Friday, April 19, 2024

Cambridge will test its wastewater for influenza. (Photo: Marc Levy)

Cambridge already tests its wastewater for Covid-19, and now the city is adding testing for influenza. Biobot, the Cambridge company that has become a major U.S. provider of wastewater virus testing, has an agreement to analyze city sewage samples for influenza, Cambridge Public Health Department spokesperson Dawn Baxter said Tuesday.

Biobot will continue testing Cambridge sewage for Covid and will add influenza tests to the same weekly samples, Baxter said. The flu virus testing program will start this fall and extend into the early winter.

The influenza season in Massachusetts generally runs from October to May; masking and handwashing decreased cases in the first two years of the pandemic. Some doctors and public health officials expect a more severe season this year because of relaxed Covid precautions.

Another virus, polio, has shown up in sewage from New York City and three New York State counties after a man in Rockland County came down with the disease, causing paralysis. Health officials say polio, which spreads through contact with feces, usually causes no symptoms, so wastewater testing can show whether it’s circulating and endangering the unvaccinated.

The U.S. Centers for Disease Control and Prevention is restricting the distribution of testing components that are needed to detect poliovirus in sewage, Baxter said.
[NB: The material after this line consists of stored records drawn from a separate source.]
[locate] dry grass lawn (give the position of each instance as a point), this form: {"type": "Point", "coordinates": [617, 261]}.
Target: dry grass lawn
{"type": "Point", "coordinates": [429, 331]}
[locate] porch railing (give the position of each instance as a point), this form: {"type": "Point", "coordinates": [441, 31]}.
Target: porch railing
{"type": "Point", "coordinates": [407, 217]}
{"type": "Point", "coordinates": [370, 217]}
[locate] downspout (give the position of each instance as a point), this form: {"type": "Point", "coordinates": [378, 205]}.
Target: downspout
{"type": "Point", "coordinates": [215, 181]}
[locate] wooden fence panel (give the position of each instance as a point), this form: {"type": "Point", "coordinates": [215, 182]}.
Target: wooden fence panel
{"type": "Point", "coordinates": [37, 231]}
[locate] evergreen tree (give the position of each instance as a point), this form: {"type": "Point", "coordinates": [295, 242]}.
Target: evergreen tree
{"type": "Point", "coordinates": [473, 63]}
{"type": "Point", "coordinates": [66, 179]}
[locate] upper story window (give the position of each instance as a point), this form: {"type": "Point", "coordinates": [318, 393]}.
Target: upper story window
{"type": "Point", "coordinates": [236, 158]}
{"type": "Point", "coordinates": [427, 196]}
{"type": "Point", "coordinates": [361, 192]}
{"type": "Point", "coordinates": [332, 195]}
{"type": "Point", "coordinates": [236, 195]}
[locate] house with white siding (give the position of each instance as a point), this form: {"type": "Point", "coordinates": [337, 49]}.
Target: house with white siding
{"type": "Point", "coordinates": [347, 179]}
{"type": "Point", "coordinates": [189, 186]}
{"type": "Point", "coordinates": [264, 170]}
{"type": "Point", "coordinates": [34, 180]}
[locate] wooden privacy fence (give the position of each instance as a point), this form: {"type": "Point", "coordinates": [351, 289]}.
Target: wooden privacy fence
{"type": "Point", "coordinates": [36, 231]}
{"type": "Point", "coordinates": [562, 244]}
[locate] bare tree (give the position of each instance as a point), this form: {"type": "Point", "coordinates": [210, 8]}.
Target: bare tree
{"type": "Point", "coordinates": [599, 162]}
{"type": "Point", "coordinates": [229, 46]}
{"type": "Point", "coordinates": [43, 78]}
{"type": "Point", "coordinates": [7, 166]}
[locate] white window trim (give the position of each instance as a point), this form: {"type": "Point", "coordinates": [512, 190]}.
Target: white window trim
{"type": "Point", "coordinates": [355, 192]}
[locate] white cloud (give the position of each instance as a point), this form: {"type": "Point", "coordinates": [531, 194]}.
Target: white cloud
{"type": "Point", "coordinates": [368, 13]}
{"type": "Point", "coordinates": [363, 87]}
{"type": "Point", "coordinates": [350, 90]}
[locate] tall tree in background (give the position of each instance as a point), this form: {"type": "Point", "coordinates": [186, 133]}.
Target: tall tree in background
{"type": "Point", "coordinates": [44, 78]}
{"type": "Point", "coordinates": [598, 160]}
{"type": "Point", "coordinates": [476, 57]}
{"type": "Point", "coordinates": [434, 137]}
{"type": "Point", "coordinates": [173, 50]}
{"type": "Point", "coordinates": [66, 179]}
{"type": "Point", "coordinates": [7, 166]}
Only public laboratories can get the materials, so Biobot, a private lab, can’t set up a poliovirus testing program. She said the state Department of Public Health, which operates the state laboratory, is “exploring the possibility of including regional samples [from Massachusetts] in the CDC’s polio surveillance program.”

A spokesperson for the state health department, asked about wastewater testing for polio and monkeypox, said sewage is being tested in Massachusetts only for Covid-19 “at this time.”

Polio has been declared eradicated in the United States, but an oral vaccine used in much of the rest of the world uses weakened, live virus that can circulate and, in some cases, strengthen it, scientists say. Although most people in the United States have been vaccinated, many with a different type of vaccine that uses inactivated virus, there are places where hostility and distrust of vaccines has resulted in relatively low polio vaccination rates. In the wake of the Rockland County case and the sewage data, health officials are urging the unvaccinated to get the polio vaccine.